Solution: Solve the second equation for x: x = 2 - y. Substitute into the first equation: 3(2 - y) - 2y = 7. Solve for y: y = -1/5. Substitute y = -1/5 back into x = 2 - y: x = 11/5. Solution: x = 11/5, y = -1/5

Example 3:

• x + y = 3
• 2x + 2y = 4

Solution: Solve the first equation for x: x = 3 - y. Substitute into the second equation: 2(3 - y) + 2y = 4. This simplifies to 6 = 4, which is a contradiction. Solution: No Solution

Example 4:

• x + 2y = 4
• 2x + 4y = 8

Solution: Solve the first equation for x: x = 4 - 2y. Substitute into the second equation: 2(4 - 2y) + 4y = 8. This simplifies to 8 = 8, which is an identity.
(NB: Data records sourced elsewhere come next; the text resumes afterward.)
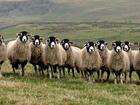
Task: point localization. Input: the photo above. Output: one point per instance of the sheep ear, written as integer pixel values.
(32, 38)
(18, 34)
(57, 41)
(106, 43)
(122, 44)
(131, 44)
(41, 39)
(113, 44)
(97, 43)
(2, 37)
(86, 44)
(71, 43)
(48, 40)
(62, 42)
Solution: Infinitely Many Solutions

Advanced Applications and Extensions

The substitution method, while seemingly straightforward, forms the basis for understanding more complex techniques in linear algebra. It lays the groundwork for solving larger systems of equations using methods like Gaussian elimination and matrix operations. Understanding this fundamental method is crucial for mastering these advanced techniques.

Conclusion

The substitution method provides a powerful and efficient way to solve systems of linear equations. By carefully following the steps outlined above and practicing with numerous examples, you'll develop a strong understanding of this essential algebraic concept. Remember to always check your solutions and be aware of the special cases of inconsistent and dependent systems. Mastering the substitution method will not only enhance your algebraic skills but also prepare you for more advanced mathematical concepts. Through consistent practice and a thorough understanding of the underlying principles, you will be well-equipped to tackle any linear system presented to you. Remember to always check your answers to ensure accuracy. Consistent practice is key to mastering this valuable skill.